Pfizer's COVID-19 oral antiviral Paxlovid isn't exactly flying off the shelves of pharmacies these days. But the Biden administration still is taking steps to increase its availability.
The U.S., which has purchased 20 million courses of the treatment, is working with Pfizer to increase the manufacture and supply of the pills, an administration official told reporters on Monday.
Pharmacies participating in a federal program to distribute the oral antivirals for free are able this week to place their orders directly to the federal government. Previously, pharmacies submitted their requests to the state. The goal is to double the number locations—from 20,000 to 40,000—where pills are available in the U.S., the White House said on Tuesday.
Oddly enough, the effort comes as distributors report a lag in demand for a variety of reasons including complicated eligibility requirements, reduced testing, the potential for unwelcome drug interactions and the public perception that omicron infections don’t pose as much of a threat of severe outcomes.
Yet, the administration is plowing ahead to make sure more Paxlovid is available. Through mid-April, 1.5 million courses of the five-day treatment had been distributed with 500,000 remaining in pharmacies.
The U.S. also has established 2,200 “Test to Treat” sites, where patients can receive pills immediately if they test positive for the virus. The government plans to increase the number of “Test to Treat” sites to 10,000.
The administration also plans to boost public confidence in the pills with a campaign that will educate people on their safety and effectiveness. Paxlovid is for at-risk patients who have contracted the virus and are within a five-day window of the onset of symptoms. The drug has shown 90% effectiveness in reducing the risk of hospitalization and death.

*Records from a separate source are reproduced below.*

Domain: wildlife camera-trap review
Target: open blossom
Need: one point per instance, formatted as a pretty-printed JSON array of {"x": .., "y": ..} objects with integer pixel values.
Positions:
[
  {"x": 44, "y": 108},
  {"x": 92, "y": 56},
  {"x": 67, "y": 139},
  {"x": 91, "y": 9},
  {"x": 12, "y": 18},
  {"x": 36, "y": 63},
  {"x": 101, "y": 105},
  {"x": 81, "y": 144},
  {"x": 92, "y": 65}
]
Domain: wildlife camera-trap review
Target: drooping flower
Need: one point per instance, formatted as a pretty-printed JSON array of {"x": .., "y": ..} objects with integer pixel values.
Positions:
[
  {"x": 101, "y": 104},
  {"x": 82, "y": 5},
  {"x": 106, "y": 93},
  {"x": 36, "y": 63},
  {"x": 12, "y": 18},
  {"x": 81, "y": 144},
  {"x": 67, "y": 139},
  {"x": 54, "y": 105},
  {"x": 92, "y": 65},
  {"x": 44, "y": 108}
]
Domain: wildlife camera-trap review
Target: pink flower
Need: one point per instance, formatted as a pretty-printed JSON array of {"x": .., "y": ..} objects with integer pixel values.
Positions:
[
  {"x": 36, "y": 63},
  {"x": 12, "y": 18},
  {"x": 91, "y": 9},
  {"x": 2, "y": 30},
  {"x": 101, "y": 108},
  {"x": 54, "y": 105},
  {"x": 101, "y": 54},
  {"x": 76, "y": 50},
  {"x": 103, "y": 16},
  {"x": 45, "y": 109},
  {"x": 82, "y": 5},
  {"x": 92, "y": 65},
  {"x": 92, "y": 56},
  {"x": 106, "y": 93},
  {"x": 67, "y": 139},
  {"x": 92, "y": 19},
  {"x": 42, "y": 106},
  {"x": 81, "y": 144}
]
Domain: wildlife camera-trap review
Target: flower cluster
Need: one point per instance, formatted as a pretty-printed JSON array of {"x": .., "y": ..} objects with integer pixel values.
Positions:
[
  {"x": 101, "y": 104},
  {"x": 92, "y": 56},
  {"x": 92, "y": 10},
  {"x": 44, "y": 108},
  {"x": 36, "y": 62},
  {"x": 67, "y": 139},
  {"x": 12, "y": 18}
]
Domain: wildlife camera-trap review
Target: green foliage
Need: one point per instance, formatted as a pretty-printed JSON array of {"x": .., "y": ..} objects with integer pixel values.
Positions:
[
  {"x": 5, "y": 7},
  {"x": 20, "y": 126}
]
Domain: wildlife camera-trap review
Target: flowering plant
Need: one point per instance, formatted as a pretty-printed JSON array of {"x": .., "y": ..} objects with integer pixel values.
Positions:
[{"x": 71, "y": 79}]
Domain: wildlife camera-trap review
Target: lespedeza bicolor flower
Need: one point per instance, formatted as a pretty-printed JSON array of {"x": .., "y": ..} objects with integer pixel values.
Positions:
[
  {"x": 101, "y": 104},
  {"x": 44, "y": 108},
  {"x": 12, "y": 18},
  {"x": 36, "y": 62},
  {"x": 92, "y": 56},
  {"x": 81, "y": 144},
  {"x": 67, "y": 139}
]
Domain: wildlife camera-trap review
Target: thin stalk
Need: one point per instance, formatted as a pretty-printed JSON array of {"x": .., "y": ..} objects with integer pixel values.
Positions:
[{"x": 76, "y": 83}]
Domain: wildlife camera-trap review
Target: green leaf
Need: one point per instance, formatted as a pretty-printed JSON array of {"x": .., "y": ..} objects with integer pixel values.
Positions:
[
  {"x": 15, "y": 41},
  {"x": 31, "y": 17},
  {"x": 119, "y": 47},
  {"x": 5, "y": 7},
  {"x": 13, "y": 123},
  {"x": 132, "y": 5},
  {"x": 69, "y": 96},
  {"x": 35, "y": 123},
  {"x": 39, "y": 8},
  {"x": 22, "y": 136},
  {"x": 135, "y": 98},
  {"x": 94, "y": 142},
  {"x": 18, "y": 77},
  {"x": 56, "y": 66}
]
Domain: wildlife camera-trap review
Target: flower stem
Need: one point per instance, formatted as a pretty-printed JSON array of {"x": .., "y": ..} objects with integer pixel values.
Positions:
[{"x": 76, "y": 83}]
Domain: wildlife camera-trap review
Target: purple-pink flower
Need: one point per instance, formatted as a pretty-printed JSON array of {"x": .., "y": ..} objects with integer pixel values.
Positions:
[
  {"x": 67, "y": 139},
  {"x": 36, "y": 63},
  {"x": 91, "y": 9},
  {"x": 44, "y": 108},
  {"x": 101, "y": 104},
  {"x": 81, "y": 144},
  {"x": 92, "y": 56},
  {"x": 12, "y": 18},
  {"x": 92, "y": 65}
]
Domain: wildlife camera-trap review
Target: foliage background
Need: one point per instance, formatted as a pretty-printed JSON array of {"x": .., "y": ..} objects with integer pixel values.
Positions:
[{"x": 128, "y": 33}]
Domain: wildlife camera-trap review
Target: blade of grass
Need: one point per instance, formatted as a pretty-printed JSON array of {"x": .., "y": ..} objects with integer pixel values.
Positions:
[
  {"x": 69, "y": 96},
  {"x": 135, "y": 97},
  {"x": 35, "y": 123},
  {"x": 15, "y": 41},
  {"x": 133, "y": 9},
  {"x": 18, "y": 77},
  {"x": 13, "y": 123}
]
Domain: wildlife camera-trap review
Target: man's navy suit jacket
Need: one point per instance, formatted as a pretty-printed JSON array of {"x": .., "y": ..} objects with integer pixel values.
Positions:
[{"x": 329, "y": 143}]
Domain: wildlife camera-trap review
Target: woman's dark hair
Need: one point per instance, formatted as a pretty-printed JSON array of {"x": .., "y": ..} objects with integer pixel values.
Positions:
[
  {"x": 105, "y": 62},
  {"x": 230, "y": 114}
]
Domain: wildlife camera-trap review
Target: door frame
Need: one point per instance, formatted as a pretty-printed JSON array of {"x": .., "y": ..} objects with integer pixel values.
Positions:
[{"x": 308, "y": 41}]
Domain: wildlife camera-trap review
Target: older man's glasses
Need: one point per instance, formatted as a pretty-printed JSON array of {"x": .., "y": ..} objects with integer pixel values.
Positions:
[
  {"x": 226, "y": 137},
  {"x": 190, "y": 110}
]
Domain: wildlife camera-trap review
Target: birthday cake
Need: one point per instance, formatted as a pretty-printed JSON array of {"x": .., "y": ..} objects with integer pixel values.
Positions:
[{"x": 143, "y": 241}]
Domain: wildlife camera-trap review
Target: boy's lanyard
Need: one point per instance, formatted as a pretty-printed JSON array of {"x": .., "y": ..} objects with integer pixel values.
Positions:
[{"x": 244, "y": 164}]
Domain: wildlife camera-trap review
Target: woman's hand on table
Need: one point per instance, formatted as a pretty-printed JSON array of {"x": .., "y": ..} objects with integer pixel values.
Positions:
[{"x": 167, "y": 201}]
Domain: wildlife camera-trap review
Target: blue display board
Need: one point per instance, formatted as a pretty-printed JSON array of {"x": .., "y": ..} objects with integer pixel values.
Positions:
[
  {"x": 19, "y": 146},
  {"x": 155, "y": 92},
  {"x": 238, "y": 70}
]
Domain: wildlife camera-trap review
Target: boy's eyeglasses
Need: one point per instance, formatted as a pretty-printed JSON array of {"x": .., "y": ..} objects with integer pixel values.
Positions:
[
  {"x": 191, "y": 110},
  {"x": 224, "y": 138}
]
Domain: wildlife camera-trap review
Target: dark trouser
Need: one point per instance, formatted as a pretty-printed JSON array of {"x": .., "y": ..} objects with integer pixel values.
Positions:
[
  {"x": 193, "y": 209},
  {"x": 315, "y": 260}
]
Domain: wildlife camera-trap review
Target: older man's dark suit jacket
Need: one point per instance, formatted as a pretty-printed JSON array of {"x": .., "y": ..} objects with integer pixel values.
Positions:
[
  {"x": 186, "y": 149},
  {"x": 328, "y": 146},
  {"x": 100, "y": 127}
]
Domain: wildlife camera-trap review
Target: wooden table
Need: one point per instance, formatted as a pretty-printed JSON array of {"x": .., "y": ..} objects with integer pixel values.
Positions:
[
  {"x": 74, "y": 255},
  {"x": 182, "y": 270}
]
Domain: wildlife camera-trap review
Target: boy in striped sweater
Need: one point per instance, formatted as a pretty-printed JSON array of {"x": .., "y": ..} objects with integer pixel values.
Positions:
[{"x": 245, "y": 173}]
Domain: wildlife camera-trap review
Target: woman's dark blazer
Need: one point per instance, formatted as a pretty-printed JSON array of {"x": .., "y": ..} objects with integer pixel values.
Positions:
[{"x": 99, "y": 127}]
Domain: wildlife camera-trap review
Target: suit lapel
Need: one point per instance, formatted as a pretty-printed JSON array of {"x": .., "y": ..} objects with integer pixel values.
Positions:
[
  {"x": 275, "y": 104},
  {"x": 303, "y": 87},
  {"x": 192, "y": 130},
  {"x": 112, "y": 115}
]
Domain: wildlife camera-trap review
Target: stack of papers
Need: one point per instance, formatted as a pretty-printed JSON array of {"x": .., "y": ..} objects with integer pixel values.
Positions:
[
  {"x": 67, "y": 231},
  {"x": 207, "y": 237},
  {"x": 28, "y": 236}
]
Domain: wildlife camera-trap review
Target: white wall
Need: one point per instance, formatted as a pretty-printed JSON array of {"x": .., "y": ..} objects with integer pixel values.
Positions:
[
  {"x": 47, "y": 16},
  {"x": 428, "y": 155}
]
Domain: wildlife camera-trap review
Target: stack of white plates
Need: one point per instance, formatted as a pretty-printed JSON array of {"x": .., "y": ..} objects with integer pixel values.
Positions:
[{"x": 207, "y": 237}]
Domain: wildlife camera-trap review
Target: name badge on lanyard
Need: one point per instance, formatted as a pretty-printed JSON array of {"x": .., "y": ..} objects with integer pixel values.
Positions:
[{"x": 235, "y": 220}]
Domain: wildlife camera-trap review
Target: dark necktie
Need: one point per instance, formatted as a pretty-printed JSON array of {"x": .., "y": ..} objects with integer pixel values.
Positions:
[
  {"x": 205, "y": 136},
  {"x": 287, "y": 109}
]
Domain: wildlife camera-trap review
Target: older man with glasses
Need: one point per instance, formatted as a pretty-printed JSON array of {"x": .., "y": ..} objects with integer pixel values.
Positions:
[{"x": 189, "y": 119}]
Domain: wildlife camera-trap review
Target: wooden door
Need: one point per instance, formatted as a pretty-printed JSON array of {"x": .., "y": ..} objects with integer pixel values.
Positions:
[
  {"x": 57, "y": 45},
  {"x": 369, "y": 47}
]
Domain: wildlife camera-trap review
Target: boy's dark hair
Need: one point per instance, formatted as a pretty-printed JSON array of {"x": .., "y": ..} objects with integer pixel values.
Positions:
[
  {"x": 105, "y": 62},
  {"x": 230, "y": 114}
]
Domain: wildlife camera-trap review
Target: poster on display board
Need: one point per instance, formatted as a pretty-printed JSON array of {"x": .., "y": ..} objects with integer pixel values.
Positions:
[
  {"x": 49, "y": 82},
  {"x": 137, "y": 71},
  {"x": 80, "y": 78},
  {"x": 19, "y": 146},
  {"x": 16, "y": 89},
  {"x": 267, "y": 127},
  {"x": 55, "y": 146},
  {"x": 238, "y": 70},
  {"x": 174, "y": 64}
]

While the administration mentioned Pfizer’s Paxlovid by name on Tuesday, it did not refer to Merck and Ridgeback’s oral antiviral Lagevrio or Gilead’s infused antiviral Veklury, which the FDA approved on Monday for children younger than age 12.
Pfizer has said it plans to produce 120 million courses of Paxlovid this year and expects contracts it has already signed to generate $22 billion in sales. To secure more than the 20 million courses it has agreed to buy, the U.S. would need more funding from Congress, the administration said.